Two of the guards stepped forward to where Raia knelt and helped her to her feet. With one last glance behind her at her feathered sisters, Raia was escorted from the throne room and out of sight. Thaleia tried to yell her sister’s name as she left, but all that escaped her mouth was a loud honk.

Soran glanced down at her, the expression on his face radiating a slight curiosity. “You certainly are a persistent one, aren’t you?” he mused to himself. Thaleia glared at him, though she was not entirely certain whether her anger translated properly through her new avian eyes.

“As for the rest of you, I see no need for restraints.” Soran said. “I’m not entirely heartless, after all. You’re free to go—“ he smirked, “Excuse me, fly—where you wish. But I’d be back by nightfall, if I were you.”

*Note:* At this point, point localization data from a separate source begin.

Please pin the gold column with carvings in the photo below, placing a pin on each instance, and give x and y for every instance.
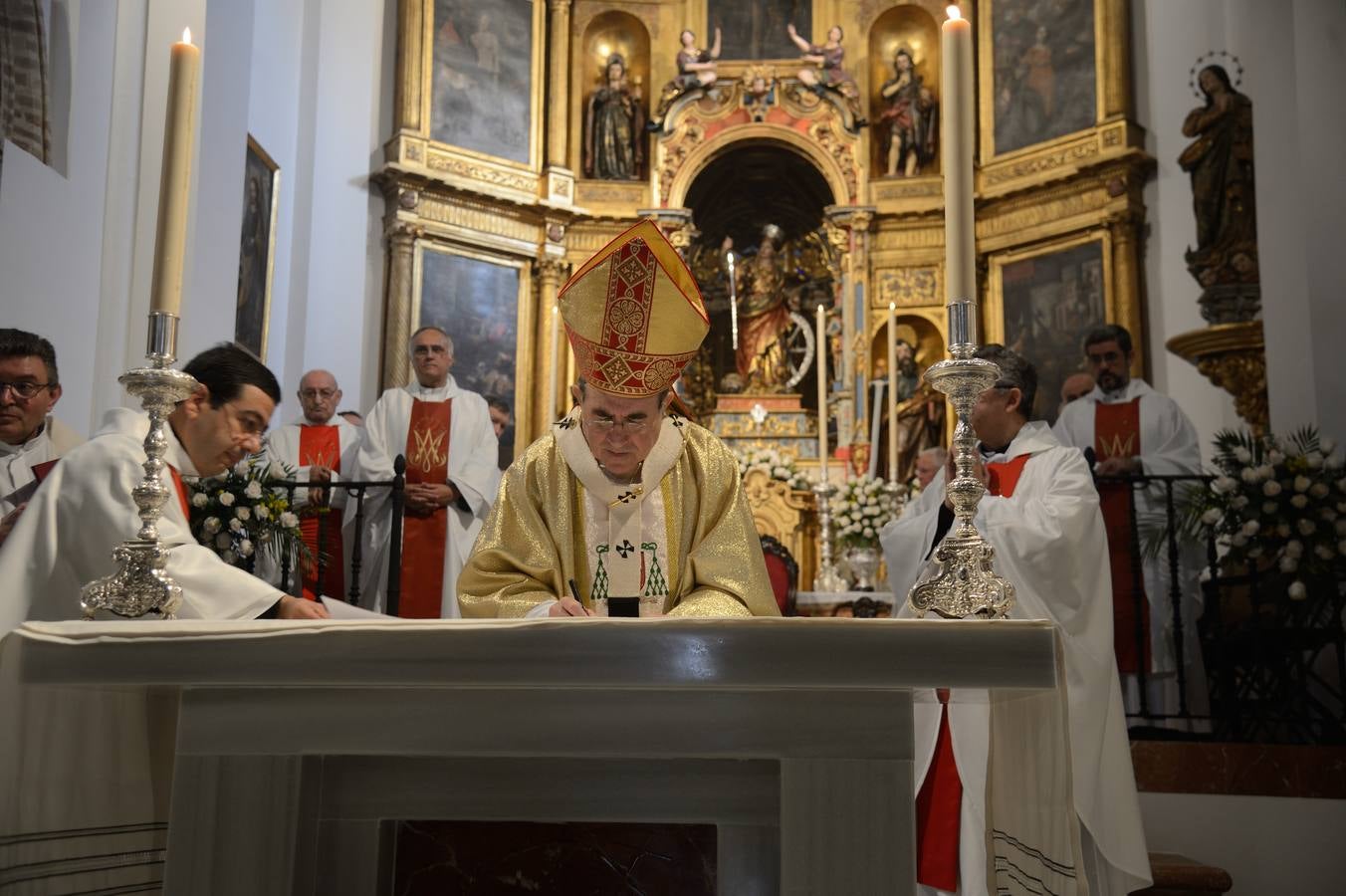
(561, 180)
(551, 274)
(1125, 279)
(401, 265)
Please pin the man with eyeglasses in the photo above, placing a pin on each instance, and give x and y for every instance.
(1134, 429)
(84, 508)
(447, 437)
(620, 500)
(320, 447)
(1040, 516)
(30, 437)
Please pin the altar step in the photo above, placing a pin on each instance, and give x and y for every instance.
(1181, 876)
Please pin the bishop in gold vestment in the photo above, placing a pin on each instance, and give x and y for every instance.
(620, 498)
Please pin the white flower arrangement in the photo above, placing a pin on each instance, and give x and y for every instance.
(860, 509)
(241, 513)
(775, 463)
(1276, 501)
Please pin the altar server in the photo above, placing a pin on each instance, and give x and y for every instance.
(320, 447)
(447, 437)
(1135, 429)
(30, 437)
(84, 508)
(1040, 514)
(620, 498)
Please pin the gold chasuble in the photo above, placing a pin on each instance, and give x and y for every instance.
(423, 536)
(321, 447)
(536, 537)
(1117, 435)
(683, 532)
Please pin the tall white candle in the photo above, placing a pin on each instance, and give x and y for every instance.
(175, 178)
(891, 404)
(959, 134)
(557, 364)
(822, 393)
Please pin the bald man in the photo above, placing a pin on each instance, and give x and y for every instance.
(320, 447)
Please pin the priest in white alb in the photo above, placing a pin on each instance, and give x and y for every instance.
(1040, 516)
(447, 437)
(84, 508)
(1134, 429)
(30, 437)
(620, 500)
(320, 447)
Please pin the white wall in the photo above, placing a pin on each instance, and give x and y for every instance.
(313, 80)
(52, 226)
(1293, 57)
(1266, 843)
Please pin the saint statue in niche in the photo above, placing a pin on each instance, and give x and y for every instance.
(695, 69)
(826, 72)
(614, 125)
(1224, 199)
(761, 358)
(910, 118)
(920, 412)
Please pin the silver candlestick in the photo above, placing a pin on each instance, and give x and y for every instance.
(967, 584)
(141, 584)
(826, 580)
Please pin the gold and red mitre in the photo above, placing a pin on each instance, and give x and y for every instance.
(634, 315)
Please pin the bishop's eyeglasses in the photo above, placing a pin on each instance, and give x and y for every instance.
(25, 390)
(604, 425)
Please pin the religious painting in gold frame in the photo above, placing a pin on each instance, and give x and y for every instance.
(1047, 69)
(482, 302)
(1044, 299)
(479, 84)
(256, 248)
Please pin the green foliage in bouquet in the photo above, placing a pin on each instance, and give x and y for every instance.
(244, 513)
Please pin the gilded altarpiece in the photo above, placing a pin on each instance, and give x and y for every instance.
(1059, 161)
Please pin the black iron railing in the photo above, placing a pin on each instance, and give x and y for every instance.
(355, 491)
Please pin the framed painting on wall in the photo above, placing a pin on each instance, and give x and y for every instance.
(256, 248)
(482, 75)
(1044, 70)
(1043, 301)
(477, 299)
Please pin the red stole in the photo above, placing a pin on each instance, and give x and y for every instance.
(940, 799)
(182, 493)
(423, 537)
(1117, 435)
(321, 447)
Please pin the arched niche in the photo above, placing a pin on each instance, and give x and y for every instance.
(920, 333)
(916, 29)
(758, 133)
(611, 33)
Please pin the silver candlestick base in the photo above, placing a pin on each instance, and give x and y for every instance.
(967, 584)
(826, 578)
(141, 584)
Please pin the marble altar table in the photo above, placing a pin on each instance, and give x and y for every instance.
(270, 758)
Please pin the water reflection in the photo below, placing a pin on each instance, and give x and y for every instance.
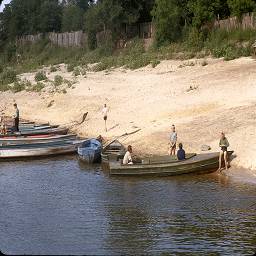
(62, 206)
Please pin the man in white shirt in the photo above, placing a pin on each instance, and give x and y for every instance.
(173, 141)
(128, 156)
(105, 115)
(16, 117)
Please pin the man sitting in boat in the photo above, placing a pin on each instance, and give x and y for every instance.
(173, 141)
(181, 154)
(128, 156)
(224, 144)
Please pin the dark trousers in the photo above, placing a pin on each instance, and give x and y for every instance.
(16, 124)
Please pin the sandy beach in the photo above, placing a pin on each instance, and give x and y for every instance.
(200, 100)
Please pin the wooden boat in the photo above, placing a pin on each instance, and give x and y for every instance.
(38, 150)
(112, 151)
(35, 139)
(90, 151)
(60, 131)
(168, 166)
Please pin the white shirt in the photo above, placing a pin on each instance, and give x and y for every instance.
(127, 158)
(105, 111)
(173, 137)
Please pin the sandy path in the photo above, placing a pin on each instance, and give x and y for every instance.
(153, 99)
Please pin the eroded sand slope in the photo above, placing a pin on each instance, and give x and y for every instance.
(224, 99)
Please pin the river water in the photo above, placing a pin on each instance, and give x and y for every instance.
(60, 206)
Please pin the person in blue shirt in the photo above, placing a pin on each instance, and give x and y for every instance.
(181, 155)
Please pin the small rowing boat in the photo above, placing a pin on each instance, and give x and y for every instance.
(112, 151)
(168, 166)
(38, 150)
(90, 151)
(35, 139)
(60, 131)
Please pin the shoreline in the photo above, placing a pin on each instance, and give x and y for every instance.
(200, 101)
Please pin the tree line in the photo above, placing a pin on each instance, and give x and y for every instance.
(172, 18)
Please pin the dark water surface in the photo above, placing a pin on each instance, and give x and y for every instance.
(62, 207)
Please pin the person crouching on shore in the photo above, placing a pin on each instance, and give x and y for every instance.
(16, 117)
(128, 156)
(224, 144)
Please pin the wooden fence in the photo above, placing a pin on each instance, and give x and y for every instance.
(247, 21)
(73, 39)
(79, 38)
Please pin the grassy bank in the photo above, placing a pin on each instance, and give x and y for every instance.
(26, 58)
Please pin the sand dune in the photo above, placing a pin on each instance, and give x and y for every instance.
(201, 100)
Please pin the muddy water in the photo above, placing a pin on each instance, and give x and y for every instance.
(60, 206)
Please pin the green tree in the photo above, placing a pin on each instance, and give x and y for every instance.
(50, 16)
(167, 17)
(239, 7)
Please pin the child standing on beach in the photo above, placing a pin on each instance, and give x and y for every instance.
(105, 115)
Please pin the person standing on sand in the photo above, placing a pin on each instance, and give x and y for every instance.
(224, 144)
(128, 156)
(16, 117)
(173, 141)
(105, 115)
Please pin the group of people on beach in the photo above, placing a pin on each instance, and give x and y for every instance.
(181, 154)
(128, 158)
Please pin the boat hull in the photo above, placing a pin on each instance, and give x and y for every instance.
(90, 151)
(60, 131)
(35, 139)
(198, 164)
(40, 151)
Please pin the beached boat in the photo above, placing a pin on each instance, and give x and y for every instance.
(112, 151)
(60, 131)
(35, 139)
(168, 166)
(90, 151)
(33, 128)
(38, 150)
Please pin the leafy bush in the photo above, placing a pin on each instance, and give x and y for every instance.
(53, 69)
(4, 87)
(70, 67)
(18, 87)
(8, 76)
(40, 76)
(204, 63)
(76, 71)
(155, 63)
(58, 80)
(38, 87)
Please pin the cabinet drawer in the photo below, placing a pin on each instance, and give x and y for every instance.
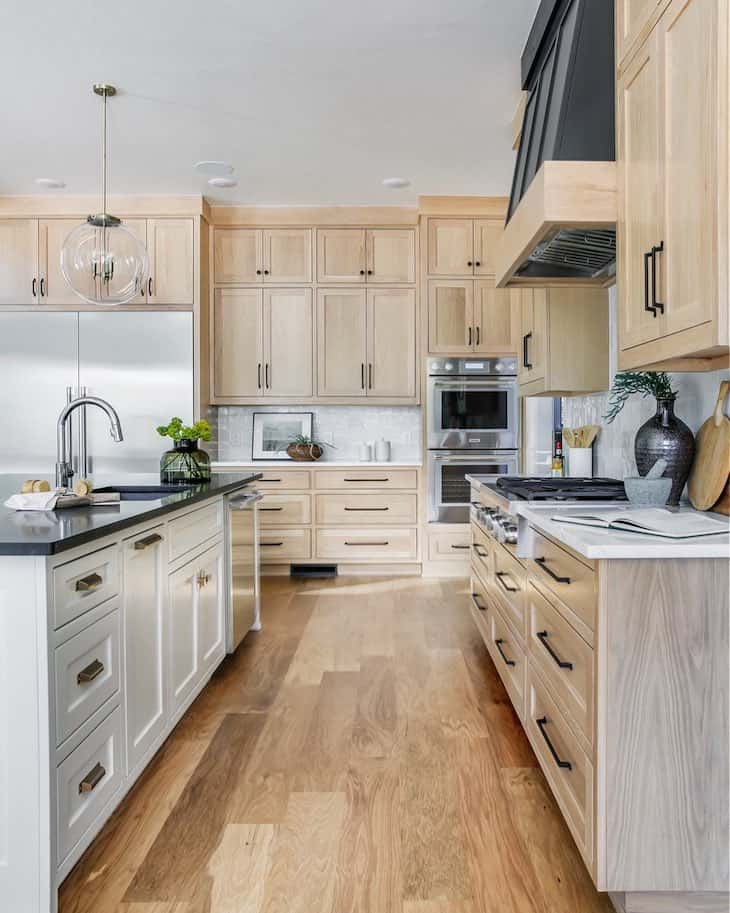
(86, 670)
(509, 657)
(87, 780)
(189, 531)
(356, 509)
(565, 660)
(452, 545)
(285, 510)
(284, 480)
(386, 544)
(82, 584)
(509, 584)
(566, 766)
(365, 478)
(569, 579)
(285, 545)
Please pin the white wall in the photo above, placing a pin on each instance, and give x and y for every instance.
(614, 451)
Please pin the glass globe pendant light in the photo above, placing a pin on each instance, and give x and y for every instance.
(101, 260)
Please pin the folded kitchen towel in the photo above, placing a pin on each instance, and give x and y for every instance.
(42, 500)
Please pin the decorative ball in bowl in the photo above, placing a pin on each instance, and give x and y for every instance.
(646, 492)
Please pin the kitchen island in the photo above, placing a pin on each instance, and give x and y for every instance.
(613, 647)
(112, 620)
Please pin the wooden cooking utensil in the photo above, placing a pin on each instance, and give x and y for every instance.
(711, 466)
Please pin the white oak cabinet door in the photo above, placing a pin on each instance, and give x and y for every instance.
(391, 323)
(287, 255)
(170, 245)
(341, 342)
(238, 342)
(450, 316)
(288, 342)
(145, 607)
(450, 247)
(496, 315)
(19, 261)
(341, 255)
(237, 256)
(391, 255)
(639, 227)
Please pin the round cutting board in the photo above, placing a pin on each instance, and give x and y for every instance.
(711, 465)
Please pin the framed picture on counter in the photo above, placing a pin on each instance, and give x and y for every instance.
(274, 431)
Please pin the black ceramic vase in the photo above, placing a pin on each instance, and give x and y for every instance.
(667, 437)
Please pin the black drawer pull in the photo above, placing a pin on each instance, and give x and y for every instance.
(510, 589)
(498, 644)
(90, 672)
(92, 779)
(542, 636)
(565, 765)
(541, 562)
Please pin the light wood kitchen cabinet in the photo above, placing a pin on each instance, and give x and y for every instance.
(254, 255)
(564, 341)
(19, 261)
(170, 248)
(673, 201)
(144, 566)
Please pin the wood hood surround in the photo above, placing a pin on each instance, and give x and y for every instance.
(562, 195)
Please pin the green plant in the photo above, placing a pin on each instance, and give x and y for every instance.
(175, 429)
(646, 383)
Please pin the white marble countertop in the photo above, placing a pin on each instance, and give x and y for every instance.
(320, 464)
(596, 543)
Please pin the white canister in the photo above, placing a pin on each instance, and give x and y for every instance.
(382, 451)
(580, 462)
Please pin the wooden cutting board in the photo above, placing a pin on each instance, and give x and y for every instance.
(711, 467)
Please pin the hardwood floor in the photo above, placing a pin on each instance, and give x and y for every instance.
(358, 755)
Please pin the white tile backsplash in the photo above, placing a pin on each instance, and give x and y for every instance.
(344, 427)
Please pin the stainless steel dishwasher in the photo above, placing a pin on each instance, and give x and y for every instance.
(242, 540)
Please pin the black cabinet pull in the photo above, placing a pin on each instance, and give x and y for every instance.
(498, 644)
(510, 589)
(542, 723)
(525, 361)
(656, 305)
(542, 636)
(541, 563)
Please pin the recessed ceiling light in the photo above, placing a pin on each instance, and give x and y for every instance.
(211, 167)
(396, 183)
(222, 182)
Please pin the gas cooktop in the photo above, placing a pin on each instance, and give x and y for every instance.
(528, 488)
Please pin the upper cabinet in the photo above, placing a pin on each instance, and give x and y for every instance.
(673, 198)
(462, 247)
(254, 255)
(357, 256)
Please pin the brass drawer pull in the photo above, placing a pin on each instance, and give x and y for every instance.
(146, 541)
(90, 672)
(89, 583)
(92, 779)
(541, 563)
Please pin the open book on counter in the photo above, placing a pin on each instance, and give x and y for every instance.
(652, 521)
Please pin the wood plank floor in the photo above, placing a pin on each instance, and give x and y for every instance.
(358, 755)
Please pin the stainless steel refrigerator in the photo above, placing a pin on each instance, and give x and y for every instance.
(141, 362)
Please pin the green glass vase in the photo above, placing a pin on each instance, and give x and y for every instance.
(185, 463)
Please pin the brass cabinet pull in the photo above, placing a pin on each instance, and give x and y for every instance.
(90, 672)
(92, 779)
(88, 583)
(146, 541)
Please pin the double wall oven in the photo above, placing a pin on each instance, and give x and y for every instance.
(473, 428)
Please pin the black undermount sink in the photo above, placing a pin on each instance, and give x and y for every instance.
(144, 492)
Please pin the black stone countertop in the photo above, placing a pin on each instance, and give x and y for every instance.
(49, 532)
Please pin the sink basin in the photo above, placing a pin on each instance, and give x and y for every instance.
(145, 492)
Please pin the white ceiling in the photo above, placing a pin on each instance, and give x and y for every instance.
(312, 101)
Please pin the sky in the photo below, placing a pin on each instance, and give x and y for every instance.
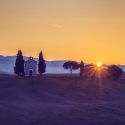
(89, 30)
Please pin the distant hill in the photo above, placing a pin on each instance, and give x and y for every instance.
(7, 65)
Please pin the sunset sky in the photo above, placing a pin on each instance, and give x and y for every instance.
(92, 30)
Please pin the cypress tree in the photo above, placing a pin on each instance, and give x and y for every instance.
(19, 64)
(41, 64)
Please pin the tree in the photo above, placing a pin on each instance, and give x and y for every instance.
(115, 72)
(41, 64)
(71, 65)
(19, 64)
(81, 68)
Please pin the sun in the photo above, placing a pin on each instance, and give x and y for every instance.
(99, 64)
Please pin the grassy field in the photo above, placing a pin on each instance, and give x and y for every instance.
(61, 100)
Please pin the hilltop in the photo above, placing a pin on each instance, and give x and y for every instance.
(60, 100)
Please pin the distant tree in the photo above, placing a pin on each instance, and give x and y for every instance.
(19, 64)
(115, 72)
(71, 65)
(41, 64)
(81, 68)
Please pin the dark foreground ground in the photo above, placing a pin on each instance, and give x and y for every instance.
(61, 101)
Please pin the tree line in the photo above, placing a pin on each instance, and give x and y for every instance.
(85, 70)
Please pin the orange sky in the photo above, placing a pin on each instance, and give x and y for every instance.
(92, 30)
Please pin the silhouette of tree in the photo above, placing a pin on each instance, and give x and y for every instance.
(19, 64)
(81, 68)
(72, 65)
(115, 72)
(41, 64)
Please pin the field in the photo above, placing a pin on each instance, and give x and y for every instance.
(52, 100)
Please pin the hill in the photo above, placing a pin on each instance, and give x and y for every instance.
(7, 65)
(59, 100)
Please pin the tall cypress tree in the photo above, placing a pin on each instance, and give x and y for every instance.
(19, 64)
(41, 64)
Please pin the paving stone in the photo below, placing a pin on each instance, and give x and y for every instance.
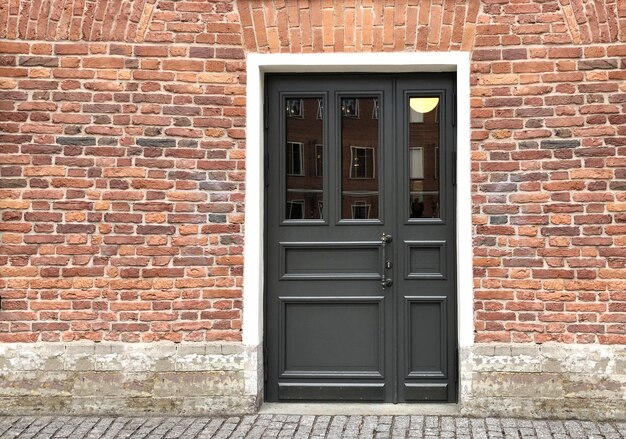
(301, 427)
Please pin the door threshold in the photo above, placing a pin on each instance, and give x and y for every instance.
(339, 408)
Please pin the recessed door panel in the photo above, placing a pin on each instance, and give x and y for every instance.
(333, 337)
(360, 267)
(426, 336)
(328, 260)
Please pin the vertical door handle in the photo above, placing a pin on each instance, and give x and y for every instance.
(384, 281)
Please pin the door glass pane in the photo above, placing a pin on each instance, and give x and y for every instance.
(304, 157)
(423, 156)
(359, 157)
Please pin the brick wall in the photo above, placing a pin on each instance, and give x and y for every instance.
(122, 172)
(122, 165)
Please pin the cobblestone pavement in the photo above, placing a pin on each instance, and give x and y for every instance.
(284, 426)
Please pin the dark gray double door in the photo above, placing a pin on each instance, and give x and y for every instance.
(360, 250)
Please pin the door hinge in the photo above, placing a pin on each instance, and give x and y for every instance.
(454, 168)
(454, 109)
(266, 111)
(456, 365)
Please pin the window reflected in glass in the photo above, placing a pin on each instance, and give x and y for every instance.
(304, 157)
(359, 157)
(423, 156)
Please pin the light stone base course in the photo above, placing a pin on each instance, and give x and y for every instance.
(124, 379)
(511, 380)
(544, 381)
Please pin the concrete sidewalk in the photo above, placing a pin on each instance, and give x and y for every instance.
(299, 426)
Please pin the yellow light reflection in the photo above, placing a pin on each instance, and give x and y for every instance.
(423, 105)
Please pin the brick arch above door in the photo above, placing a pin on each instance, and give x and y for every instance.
(272, 26)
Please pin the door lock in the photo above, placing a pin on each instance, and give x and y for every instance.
(386, 265)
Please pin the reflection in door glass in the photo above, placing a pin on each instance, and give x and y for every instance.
(304, 157)
(423, 157)
(359, 155)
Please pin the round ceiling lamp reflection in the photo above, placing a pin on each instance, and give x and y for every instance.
(423, 105)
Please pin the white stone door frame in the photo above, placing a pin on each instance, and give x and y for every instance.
(257, 66)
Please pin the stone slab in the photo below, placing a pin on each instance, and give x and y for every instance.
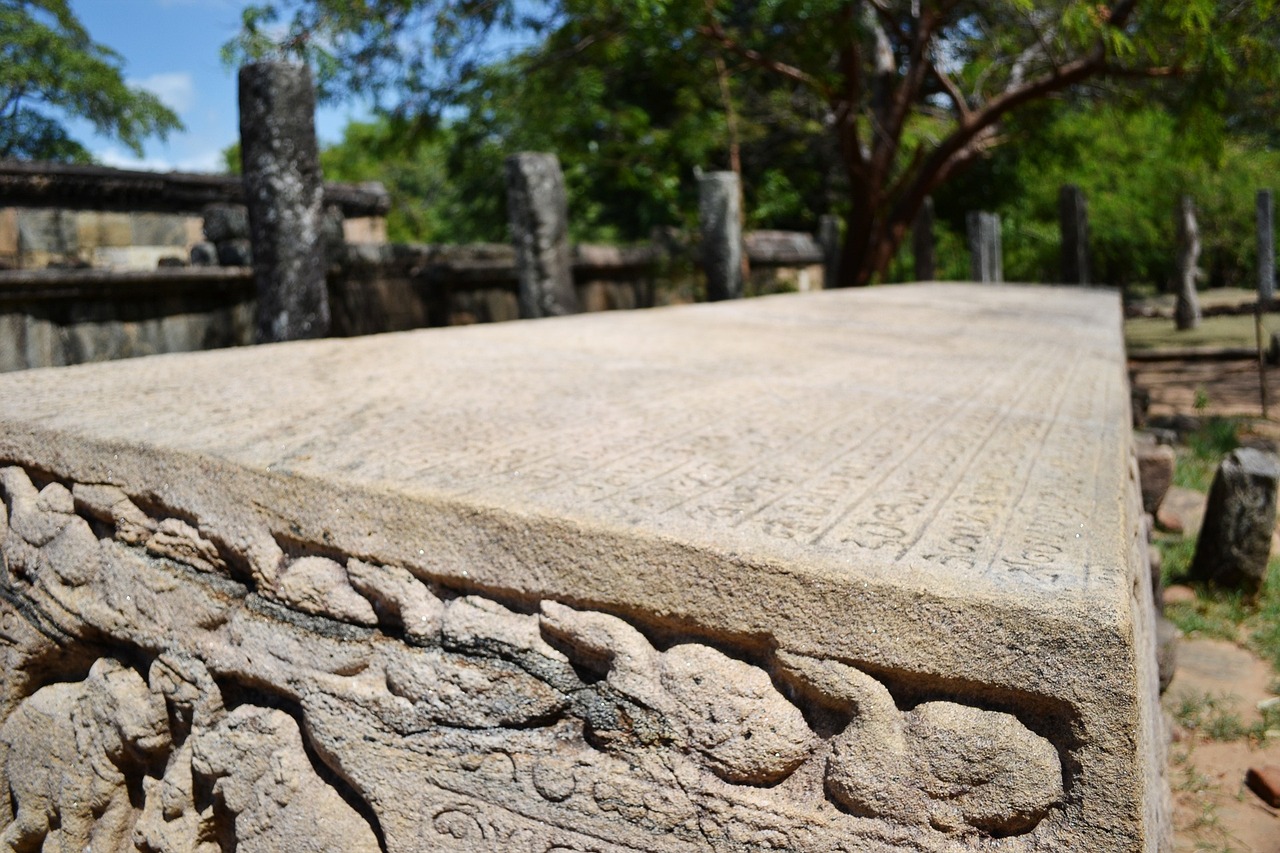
(844, 570)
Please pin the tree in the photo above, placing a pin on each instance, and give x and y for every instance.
(50, 68)
(912, 91)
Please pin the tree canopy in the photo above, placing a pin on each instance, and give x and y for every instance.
(50, 69)
(862, 106)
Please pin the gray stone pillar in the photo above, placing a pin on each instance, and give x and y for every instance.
(1235, 538)
(923, 249)
(538, 211)
(1266, 247)
(828, 237)
(284, 194)
(986, 263)
(1074, 215)
(720, 217)
(1187, 313)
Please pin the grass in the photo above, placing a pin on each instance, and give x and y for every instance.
(1211, 716)
(1223, 614)
(1155, 333)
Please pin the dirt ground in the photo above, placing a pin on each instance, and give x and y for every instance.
(1212, 808)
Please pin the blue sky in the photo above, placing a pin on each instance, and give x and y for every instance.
(170, 48)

The swan sisters were herded, hissing and honking, from the throne room by no less than eight of the Deturian soldiers. The men seemed far less comfortable dealing with fowl than with people. After all, Thaleia figured, herding disgruntled water birds had likely not been in their job description. She took a savage pleasure in making their task as difficult as possible, splitting off from the group on several occasions so they were forced to chase her down, and craning her long neck to bite as many legs as she could possibly reach. The other swans followed her example, hissing at the guards as they tried to slap their beaks away. When the strange procession finally reached the castle doors, Thaleia was sure that the soldiers were perhaps more relieved than they were.

And then they were outside.

Thaleia bit at one last leg, dodged the guard’s hand as he swiped at her, and then took off, her wings churning. Her swan sisters launched into the air around her, and the five of them situated themselves intuitively into a V formation. Thaleia’s feathers ruffled as she and the other swans rose higher and higher.

Flying was fast. Flying was instinctual. Flying was easy.